Undergraduate Honors Theses

Thesis Defended

Spring 2019

Document Type

Thesis

Type of Thesis

Departmental Honors

Department

Psychology & Neuroscience

First Advisor

Linda Watkins

Second Advisor

Heidi Day

Third Advisor

Christopher Lowry

Fourth Advisor

Andrew Kwilasz

Abstract

The demyelinating and inflammatory disorder multiple sclerosis (MS) primarily causes paralysis. However, MS also causes secondary symptoms, including: chronic pain, memory deficits, and depression. Work in our lab has shown that antagonism of toll-like 2/4 receptors with (+)-naltrexone ([+]-NTX) can reverse chronic pain and memory deficits in experimental autoimmune encephalomyelitis (EAE), a rat model of MS. We thus hypothesized that (+)-NTX would also reverse the expression of anhedonia, a symptom of depression defined as an inability to experience pleasure, as measured by saccharin preference testing within EAE. Four separate cohorts of male Dark Agouti and Sprague Dawley rats were tested.

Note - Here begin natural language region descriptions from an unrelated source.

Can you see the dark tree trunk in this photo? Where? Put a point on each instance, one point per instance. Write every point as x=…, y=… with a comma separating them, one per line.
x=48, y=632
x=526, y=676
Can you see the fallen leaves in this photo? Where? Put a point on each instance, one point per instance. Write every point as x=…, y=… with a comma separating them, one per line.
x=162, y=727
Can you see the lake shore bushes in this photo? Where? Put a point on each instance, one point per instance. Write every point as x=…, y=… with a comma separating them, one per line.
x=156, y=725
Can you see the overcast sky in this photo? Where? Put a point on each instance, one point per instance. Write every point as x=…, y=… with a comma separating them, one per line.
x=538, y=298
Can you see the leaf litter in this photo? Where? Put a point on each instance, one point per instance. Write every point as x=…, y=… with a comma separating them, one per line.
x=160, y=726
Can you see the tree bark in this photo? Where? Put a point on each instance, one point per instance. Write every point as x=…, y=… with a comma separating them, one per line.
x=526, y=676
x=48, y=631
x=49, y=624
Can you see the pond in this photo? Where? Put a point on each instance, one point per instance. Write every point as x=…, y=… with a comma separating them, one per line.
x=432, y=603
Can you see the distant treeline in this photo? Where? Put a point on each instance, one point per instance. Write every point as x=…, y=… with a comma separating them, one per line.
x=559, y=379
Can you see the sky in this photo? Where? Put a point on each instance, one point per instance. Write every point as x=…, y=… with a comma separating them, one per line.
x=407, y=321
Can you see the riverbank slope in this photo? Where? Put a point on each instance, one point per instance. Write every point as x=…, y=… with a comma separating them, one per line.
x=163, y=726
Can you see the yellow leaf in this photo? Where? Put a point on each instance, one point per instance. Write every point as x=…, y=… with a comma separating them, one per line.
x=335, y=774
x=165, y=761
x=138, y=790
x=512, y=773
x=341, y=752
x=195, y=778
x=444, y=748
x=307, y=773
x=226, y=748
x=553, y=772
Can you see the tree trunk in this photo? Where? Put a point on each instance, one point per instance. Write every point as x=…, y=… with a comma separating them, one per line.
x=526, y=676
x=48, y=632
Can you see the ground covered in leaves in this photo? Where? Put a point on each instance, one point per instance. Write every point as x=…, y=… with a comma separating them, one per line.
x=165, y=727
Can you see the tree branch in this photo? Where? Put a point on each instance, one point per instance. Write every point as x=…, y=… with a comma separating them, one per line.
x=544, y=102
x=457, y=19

Two cohorts of each strain helped characterize saccharin drinking behavior within and outside the context of EAE. Another two cohorts from each strain were utilized to examine (+)-NTX’s effects on EAE-induced anhedonia. A low-dose model of EAE was used to remove the confound of motor paralysis. Subjects in (+)-NTX studies received (+)-NTX or saline three times per day for two weeks fourteen days following EAE induction. Reliable drinking behavior was found in both strains with and without EAE induction. EAE modestly produced motor scores and mechanical allodynia, consistent with normal expression of low-dose EAE symptoms. (+)-NTX had no effect on motor scores. (+)-NTX significantly reversed mechanical allodynia associated with EAE. However, no effect of EAE or (+)-NTX on anhedonia-like symptoms was detected. Despite negative results, continued examination of (+)-NTX is encouraged due to its ability to reverse other secondary symptoms associated with neuroinflammation within EAE.